Sorri, e o garoto pareceu acreditar. Pôs a mão no volante novamente e tornou a dirigir até o colégio. O caminho foi tranquilo, Thiago me ajudou a descer assim que chegamos. O banquinho estava sendo ocupado por um grupo de adolescentes, fazendo com que eu e o garoto moreno ficássemos em pé até o sinal tocar. Entrei em minha sala e conversei com Manuela, apenas para me distrair da pequena dor que estava sentindo. A ruiva entrou na classe com um grande — e pouco aprazível — sorriso, e assim que percebeu que meu olhar estava em sua direção, sua expressão ficou fria. Eu sabia o motivo que a fazia feliz, por isso coloquei a cabeça em cima da mesa e adormeci.
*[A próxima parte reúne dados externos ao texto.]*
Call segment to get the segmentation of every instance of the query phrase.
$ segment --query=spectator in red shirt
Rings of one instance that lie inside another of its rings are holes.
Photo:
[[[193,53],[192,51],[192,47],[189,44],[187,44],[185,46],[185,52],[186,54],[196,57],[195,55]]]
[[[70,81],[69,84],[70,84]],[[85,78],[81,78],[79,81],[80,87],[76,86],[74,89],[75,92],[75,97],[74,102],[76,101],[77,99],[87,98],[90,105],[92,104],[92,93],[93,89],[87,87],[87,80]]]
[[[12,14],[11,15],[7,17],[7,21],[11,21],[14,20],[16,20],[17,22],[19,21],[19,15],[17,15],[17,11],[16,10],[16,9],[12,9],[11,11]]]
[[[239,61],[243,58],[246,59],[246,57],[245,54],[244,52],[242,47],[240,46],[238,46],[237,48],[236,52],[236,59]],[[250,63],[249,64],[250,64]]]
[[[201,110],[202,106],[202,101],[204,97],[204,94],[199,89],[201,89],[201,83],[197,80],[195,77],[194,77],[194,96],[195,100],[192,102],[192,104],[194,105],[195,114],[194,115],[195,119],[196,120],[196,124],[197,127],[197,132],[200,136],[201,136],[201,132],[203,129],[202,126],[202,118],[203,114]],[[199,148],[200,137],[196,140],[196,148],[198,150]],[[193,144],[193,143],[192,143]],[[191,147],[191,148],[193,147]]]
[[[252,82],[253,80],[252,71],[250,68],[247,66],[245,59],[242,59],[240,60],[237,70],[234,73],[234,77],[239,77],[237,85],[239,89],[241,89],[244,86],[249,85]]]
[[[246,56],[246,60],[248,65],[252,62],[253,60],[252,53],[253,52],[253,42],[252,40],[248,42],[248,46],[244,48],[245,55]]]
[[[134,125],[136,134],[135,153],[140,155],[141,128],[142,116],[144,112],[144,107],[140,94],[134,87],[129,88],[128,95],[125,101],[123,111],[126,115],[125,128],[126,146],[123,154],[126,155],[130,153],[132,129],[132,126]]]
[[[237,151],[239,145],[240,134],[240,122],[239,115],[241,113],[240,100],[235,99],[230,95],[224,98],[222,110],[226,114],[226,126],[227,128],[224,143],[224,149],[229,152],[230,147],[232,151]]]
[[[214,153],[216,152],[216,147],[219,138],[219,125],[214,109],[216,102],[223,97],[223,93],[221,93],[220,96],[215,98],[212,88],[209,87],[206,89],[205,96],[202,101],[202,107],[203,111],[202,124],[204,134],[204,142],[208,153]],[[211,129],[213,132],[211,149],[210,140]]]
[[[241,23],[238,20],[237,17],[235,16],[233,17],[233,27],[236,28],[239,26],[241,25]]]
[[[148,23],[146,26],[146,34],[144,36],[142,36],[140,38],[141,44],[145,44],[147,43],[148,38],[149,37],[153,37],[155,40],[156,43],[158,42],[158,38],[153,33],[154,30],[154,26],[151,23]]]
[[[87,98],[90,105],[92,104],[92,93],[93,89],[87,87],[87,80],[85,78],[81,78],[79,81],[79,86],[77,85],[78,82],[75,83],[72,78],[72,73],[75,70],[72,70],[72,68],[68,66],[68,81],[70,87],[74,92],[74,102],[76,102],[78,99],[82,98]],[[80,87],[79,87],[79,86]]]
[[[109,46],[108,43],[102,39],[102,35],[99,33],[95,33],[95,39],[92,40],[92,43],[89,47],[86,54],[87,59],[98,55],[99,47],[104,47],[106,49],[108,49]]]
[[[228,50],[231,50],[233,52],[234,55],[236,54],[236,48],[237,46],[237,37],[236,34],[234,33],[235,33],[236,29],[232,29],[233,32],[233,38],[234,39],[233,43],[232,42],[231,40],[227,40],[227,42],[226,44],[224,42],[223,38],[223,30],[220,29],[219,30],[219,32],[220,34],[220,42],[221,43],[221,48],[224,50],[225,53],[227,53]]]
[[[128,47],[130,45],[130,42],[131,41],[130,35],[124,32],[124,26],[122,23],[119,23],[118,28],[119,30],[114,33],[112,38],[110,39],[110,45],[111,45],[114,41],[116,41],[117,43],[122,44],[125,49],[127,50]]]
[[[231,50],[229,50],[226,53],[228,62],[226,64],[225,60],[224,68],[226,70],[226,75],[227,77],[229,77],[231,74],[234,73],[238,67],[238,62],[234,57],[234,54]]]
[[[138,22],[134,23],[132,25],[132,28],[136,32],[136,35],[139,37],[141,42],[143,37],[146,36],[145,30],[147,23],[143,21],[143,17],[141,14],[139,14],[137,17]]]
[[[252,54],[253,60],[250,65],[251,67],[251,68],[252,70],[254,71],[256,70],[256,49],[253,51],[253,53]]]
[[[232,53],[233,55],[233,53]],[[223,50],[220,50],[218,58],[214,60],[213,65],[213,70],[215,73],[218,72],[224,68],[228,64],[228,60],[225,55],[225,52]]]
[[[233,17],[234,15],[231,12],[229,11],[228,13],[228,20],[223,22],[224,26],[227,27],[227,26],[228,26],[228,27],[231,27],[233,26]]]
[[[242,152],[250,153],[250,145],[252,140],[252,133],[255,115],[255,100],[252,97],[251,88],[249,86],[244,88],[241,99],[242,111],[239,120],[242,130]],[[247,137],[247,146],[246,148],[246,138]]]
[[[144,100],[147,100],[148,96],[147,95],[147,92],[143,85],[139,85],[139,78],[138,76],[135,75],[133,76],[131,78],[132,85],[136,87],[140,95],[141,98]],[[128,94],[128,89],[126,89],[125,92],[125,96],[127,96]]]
Era uma guerra e eu não sabia se estava no começo ou no fim, mas se estivesse acabando, Thiago e eu estávamos longe de vencer.



E tocarei para você se você quiser.
Estou apenas desperdiçando meu tempo?
É, eu tocarei para você se você quiser.
Estou apenas enlouquecendo?

Estou apenas enlouquecendo?
Estou apenas enlouquecendo?
Eu sou apenas um perdedor?

(Damien Rice - Bottom Shelf)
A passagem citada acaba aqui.